RELATIVES OF the signatories of the 1916 Proclamation have met the board of the National Asset Management Agency (Nama) to express their opposition to developer Joe O’Reilly’s plans for the redevelopment of the Carlton site.
The 2.7ha site stretches from the former Carlton Cinema on Upper O’Connell Street to Moore Street and surrounds the national monument houses on Moore Street that were occupied by the leaders of the 1916 Rising.
Mr O’Reilly was last year granted permission for a large-scale development to include retail and residential units, restaurants and car spaces. He is one of the first 10 developers who went into Nama. He was also named as one of 10 Anglo Irish Bank customers who borrowed from the lender to buy a 10 per cent stake in the bank.
Members of the Connolly, Clarke, Ceannt, MacDonagh and Plunkett families yesterday met Nama chairman Frank Daly and chief executive Brendan MacDonagh. The relatives’ group sought the meeting with Nama to ask that Mr O’Reilly not be “in any way” facilitated by the agency to proceed with the development.

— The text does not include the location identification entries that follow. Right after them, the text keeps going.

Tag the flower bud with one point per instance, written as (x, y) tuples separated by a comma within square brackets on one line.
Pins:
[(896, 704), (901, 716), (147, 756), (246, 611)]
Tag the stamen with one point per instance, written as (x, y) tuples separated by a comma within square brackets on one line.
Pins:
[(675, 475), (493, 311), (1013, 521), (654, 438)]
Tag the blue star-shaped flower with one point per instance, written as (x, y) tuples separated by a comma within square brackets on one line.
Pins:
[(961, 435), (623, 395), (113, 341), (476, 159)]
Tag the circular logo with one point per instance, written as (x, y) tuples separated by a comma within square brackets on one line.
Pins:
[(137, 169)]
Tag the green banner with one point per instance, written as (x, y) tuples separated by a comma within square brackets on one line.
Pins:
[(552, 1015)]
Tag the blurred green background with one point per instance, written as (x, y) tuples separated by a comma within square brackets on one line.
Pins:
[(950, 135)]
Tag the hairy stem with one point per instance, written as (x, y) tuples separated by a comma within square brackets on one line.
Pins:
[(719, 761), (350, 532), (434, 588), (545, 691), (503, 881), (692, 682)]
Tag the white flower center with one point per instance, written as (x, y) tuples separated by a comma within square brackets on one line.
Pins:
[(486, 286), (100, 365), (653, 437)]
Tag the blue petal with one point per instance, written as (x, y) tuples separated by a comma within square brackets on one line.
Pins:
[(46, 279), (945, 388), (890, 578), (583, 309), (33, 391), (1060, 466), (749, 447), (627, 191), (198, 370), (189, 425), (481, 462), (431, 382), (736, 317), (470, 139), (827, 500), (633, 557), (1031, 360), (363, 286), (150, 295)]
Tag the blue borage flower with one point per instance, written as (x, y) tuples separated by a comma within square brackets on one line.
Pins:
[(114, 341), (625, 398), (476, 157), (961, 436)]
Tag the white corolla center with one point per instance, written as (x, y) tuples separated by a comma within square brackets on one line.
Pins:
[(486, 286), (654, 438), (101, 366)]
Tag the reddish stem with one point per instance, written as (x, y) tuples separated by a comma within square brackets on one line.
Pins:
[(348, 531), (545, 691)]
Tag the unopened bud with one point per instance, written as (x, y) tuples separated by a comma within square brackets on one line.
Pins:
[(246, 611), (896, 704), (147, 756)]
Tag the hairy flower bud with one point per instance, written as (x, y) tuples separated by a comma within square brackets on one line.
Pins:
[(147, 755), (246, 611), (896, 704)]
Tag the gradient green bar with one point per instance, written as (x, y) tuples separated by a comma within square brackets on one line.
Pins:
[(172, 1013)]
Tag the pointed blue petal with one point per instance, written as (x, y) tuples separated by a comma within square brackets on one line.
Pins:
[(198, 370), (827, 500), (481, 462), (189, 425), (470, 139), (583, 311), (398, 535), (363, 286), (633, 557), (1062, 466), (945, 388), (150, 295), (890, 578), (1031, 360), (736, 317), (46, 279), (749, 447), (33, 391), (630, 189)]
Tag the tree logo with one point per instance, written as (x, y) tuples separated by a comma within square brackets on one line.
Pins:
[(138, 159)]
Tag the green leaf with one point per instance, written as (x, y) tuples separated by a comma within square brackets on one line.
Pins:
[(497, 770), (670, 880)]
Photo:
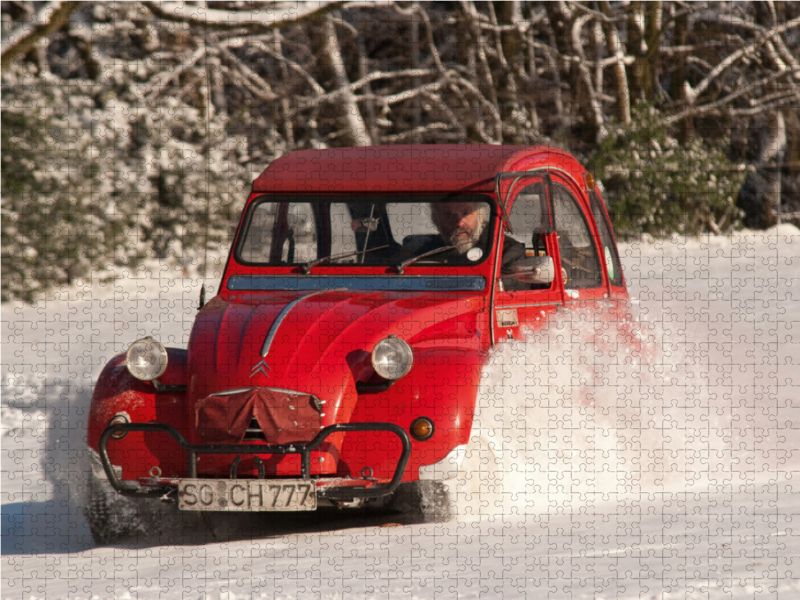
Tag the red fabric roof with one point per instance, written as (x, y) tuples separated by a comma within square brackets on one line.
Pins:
[(418, 168)]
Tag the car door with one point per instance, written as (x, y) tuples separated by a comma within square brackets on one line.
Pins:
[(582, 272), (530, 217)]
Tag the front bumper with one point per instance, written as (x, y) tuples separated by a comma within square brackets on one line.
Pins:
[(337, 489)]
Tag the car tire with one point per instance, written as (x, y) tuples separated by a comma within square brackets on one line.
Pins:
[(423, 501), (113, 517)]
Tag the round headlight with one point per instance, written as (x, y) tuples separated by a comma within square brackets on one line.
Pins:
[(392, 358), (146, 359)]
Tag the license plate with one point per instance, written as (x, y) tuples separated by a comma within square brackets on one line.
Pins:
[(247, 495)]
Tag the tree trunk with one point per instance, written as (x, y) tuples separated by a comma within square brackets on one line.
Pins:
[(636, 48), (511, 112), (614, 48), (584, 98), (677, 87), (333, 77)]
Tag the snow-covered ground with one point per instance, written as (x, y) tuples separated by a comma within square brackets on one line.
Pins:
[(593, 474)]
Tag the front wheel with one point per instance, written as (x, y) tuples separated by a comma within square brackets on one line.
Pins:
[(113, 517), (422, 501)]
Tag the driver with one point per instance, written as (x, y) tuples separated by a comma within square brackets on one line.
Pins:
[(465, 226)]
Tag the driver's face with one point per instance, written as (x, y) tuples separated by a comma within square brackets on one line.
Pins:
[(459, 223)]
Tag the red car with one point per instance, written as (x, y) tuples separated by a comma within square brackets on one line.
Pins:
[(339, 362)]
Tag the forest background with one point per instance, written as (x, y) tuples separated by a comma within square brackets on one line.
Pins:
[(132, 131)]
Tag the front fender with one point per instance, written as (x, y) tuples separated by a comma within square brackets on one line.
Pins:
[(117, 391), (443, 386)]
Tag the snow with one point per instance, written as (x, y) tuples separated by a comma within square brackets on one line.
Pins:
[(594, 473)]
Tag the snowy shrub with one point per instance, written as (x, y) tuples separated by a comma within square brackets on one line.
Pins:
[(94, 181), (654, 185)]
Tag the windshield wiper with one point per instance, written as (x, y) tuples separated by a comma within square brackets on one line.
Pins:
[(310, 265), (402, 266)]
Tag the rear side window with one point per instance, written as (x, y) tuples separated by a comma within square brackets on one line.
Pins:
[(529, 217), (610, 253), (579, 263)]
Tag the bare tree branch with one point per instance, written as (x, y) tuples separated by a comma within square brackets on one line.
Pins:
[(730, 60), (283, 13), (51, 17)]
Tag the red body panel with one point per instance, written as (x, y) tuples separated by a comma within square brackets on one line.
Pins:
[(322, 346)]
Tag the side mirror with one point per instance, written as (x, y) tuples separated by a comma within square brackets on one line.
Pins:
[(535, 269)]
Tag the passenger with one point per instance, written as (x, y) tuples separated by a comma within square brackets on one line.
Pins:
[(465, 226)]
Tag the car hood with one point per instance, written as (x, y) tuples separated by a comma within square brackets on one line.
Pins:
[(319, 342)]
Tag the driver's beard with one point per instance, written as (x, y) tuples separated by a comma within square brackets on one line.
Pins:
[(464, 244)]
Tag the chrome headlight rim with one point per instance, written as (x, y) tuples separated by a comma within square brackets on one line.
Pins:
[(397, 369), (154, 346)]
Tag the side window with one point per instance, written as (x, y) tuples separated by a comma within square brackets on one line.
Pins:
[(610, 253), (529, 218), (256, 246), (581, 268)]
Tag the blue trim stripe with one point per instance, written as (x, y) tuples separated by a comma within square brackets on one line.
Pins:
[(443, 283)]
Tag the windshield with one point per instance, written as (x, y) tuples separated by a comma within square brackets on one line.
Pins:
[(315, 231)]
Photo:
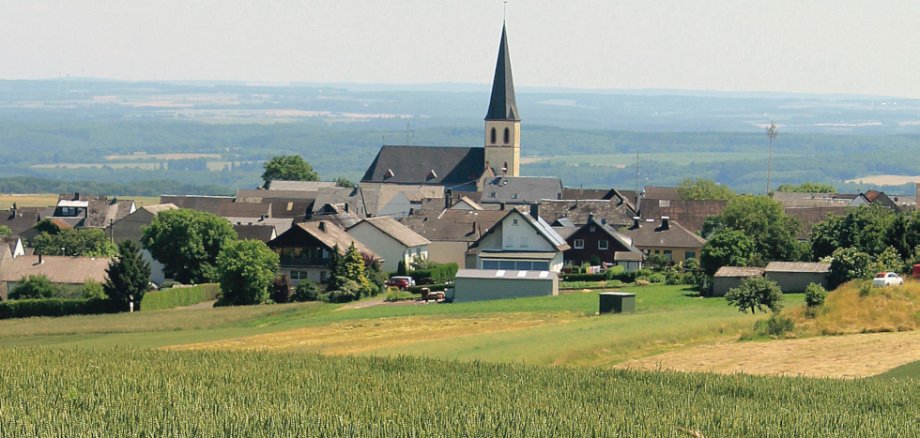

They were particularly concerned that demolition had begun last Christmas on buildings on Moore Lane, backing on to Moore Street, that they believe were also occupied by leaders of the Easter Rising.
The 19th-century buildings at 17 and 18 Moore Lane had been judged unsafe by Dublin City Council, which ordered they be lowered in height to make them safe.
Patrick Cooney, spokesman for the Save 16 Moore Street Committee, said the group had been “very well received” by the Nama representatives. He said he realised the representatives could give no commitments as to the future of the site, but said it was an opportunity for the group to outline their alternative plans, which include a museum, but would also allow residential and commercial development on an appropriate scale.
Due to their historic role, four houses on Moore Street were designated national monuments by then minister for the environment Dick Roche in 2007.